If A is an essentially of finite type algebra over a field K, then A is formally étale over K if and only if A is a finite product of separable field extensions.

noncomputable def Algebra.FormallyEtale.equivPiOfIsSepClosed (K : Type u_1) (A : Type u) [Field K] [CommRing A] [Algebra K A] [EssFiniteType K A] [FormallyEtale K A] [IsSepClosed K] : A ≃ₐ[K] PrimeSpectrum A → K

If R is an étale k-algebra over a separably closed field k, it is isomorphic to the (finite) product of copies of k indexed by the prime spectrum of R.

Equations

• One or more equations did not get rendered due to their size.

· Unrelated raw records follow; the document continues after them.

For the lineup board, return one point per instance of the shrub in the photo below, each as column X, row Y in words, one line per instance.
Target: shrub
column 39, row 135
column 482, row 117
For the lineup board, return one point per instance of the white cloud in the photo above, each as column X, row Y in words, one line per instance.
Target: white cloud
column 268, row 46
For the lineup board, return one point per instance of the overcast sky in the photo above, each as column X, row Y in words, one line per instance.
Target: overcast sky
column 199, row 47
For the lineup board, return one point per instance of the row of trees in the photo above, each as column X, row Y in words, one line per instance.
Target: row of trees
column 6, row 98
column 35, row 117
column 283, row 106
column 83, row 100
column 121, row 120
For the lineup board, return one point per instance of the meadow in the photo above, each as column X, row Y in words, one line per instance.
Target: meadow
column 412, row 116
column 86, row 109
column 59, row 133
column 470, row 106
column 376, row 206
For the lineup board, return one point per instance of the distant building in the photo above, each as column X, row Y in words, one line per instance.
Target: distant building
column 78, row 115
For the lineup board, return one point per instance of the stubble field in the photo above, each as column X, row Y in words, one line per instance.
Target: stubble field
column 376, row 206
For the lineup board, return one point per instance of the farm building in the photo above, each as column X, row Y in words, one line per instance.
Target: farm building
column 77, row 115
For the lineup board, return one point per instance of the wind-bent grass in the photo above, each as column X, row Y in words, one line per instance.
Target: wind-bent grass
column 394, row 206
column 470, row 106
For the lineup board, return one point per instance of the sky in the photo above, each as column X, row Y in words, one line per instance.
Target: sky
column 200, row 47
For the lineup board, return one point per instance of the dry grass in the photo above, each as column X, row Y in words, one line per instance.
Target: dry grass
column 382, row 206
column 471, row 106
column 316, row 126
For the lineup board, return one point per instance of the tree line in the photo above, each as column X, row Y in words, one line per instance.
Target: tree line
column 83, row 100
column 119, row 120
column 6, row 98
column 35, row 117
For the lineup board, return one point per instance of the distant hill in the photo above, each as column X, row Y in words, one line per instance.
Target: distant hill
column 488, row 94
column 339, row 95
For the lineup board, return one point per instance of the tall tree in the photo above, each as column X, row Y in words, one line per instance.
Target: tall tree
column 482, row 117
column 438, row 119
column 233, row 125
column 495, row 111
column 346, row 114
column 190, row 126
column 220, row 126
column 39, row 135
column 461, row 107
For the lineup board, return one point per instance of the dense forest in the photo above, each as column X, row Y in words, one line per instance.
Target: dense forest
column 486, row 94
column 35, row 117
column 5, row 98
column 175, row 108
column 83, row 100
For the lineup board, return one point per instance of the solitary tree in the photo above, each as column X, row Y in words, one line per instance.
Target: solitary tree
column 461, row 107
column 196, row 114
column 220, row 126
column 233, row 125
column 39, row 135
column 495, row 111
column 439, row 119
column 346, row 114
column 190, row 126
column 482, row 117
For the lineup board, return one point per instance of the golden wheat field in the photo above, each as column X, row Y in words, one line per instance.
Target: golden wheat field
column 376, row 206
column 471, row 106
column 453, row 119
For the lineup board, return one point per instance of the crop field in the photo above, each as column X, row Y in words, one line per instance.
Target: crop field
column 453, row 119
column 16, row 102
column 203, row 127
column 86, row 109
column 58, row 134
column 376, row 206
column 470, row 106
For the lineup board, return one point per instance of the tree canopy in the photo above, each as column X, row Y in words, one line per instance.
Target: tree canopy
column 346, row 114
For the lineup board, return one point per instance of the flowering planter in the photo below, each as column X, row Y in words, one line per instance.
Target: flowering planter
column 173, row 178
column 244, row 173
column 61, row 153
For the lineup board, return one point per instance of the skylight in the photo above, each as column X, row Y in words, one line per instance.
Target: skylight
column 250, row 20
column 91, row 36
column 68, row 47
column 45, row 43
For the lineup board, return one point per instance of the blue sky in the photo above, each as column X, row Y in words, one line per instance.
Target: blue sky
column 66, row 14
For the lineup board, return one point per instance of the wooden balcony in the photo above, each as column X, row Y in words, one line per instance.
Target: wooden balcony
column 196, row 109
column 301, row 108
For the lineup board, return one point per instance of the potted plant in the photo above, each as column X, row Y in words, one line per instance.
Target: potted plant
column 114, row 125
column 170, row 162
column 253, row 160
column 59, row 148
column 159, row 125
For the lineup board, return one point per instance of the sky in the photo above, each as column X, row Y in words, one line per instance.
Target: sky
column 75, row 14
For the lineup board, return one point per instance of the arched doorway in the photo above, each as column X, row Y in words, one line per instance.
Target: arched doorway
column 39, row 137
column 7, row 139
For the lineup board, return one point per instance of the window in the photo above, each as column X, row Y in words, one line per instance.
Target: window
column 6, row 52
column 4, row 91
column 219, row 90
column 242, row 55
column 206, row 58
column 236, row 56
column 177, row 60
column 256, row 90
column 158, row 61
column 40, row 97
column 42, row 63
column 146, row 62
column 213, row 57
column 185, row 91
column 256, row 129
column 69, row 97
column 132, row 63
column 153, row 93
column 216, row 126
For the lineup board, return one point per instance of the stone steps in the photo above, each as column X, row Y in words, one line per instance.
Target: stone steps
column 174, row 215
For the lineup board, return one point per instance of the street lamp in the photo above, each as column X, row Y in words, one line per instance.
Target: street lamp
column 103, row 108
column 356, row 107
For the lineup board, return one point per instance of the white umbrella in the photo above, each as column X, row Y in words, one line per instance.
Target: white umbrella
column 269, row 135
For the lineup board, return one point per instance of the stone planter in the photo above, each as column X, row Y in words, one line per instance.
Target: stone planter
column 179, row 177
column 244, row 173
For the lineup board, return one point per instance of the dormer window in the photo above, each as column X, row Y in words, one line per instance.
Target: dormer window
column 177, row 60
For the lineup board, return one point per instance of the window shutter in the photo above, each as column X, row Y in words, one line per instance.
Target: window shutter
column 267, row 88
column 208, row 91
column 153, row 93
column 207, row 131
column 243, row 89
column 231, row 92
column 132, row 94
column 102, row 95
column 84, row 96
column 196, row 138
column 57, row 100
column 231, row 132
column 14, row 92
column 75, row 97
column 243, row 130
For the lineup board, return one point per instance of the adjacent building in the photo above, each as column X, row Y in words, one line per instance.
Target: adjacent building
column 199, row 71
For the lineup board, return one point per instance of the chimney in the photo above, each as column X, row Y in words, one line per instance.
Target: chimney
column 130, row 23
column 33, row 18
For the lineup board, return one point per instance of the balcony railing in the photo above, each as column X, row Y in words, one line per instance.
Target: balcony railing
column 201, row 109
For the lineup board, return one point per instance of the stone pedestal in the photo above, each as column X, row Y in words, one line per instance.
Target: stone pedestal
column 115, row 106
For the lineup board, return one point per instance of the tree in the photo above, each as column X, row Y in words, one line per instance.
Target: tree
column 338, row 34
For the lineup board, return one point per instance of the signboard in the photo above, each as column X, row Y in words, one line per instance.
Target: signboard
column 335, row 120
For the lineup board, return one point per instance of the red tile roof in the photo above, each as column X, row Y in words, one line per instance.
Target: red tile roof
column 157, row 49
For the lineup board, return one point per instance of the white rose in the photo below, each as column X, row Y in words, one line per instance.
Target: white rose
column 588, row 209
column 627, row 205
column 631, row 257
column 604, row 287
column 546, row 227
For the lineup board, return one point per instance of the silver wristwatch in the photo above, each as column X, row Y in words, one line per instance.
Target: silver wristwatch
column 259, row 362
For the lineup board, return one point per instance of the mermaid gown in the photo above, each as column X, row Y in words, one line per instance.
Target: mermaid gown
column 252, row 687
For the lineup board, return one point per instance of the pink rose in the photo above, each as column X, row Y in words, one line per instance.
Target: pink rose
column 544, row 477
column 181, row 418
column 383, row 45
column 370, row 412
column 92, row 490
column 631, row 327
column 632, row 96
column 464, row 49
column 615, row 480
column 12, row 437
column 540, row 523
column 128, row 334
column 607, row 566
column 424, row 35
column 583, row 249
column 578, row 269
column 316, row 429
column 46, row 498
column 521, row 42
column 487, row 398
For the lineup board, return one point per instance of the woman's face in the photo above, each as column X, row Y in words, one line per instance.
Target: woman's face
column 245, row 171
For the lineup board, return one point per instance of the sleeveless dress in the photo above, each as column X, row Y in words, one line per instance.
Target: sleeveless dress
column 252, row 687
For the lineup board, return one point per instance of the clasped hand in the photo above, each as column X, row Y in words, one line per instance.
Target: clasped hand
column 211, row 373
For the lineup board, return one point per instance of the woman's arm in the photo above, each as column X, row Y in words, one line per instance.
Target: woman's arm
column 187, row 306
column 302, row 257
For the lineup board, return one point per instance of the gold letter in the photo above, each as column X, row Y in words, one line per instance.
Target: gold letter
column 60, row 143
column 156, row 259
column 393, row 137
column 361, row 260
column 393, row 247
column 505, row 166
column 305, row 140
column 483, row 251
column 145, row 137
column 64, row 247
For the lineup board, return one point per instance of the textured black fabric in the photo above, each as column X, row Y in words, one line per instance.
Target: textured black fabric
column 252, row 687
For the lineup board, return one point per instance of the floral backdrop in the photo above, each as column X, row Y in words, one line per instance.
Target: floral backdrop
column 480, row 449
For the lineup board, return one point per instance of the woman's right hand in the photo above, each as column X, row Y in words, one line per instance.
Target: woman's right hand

theorem Algebra.FormallyEtale.equivPiOfIsSepClosed_self_apply {K : Type u_1} [Field K] [IsSepClosed K] (x : K) (p : PrimeSpectrum K) : (equivPiOfIsSepClosed K K) x p = x

@[simp]

theorem Algebra.FormallyEtale.equivPiOfIsSepClosed_comap {K : Type u_1} {A : Type u} [Field K] [CommRing A] [Algebra K A] {B : Type u_3} [CommRing B] [EssFiniteType K A] [FormallyEtale K A] [Algebra K B] [EssFiniteType K B] [FormallyEtale K B] [IsSepClosed K] (f : A →ₐ[K] B) (x : A) (p : PrimeSpectrum B) : (equivPiOfIsSepClosed K A) x (PrimeSpectrum.comap (↑f) p) = (equivPiOfIsSepClosed K B) (f x) p

theorem Algebra.Etale.iff_exists_algEquiv_prod (K : Type u_1) (A : Type u) [Field K] [CommRing A] [Algebra K A] : Etale K A ↔ ∃ (I : Type u) (_ : Finite I) (Ai : I → Type u) (x : (i : I) → Field (Ai i)) (x_1 : (i : I) → Algebra K (Ai i)) (x_2 : A ≃ₐ[K] (i : I) → Ai i), ∀ (i : I), Module.Finite K (Ai i) ∧ Algebra.IsSeparable K (Ai i)

A is étale over a field K if and only if A is a finite product of finite separable field extensions.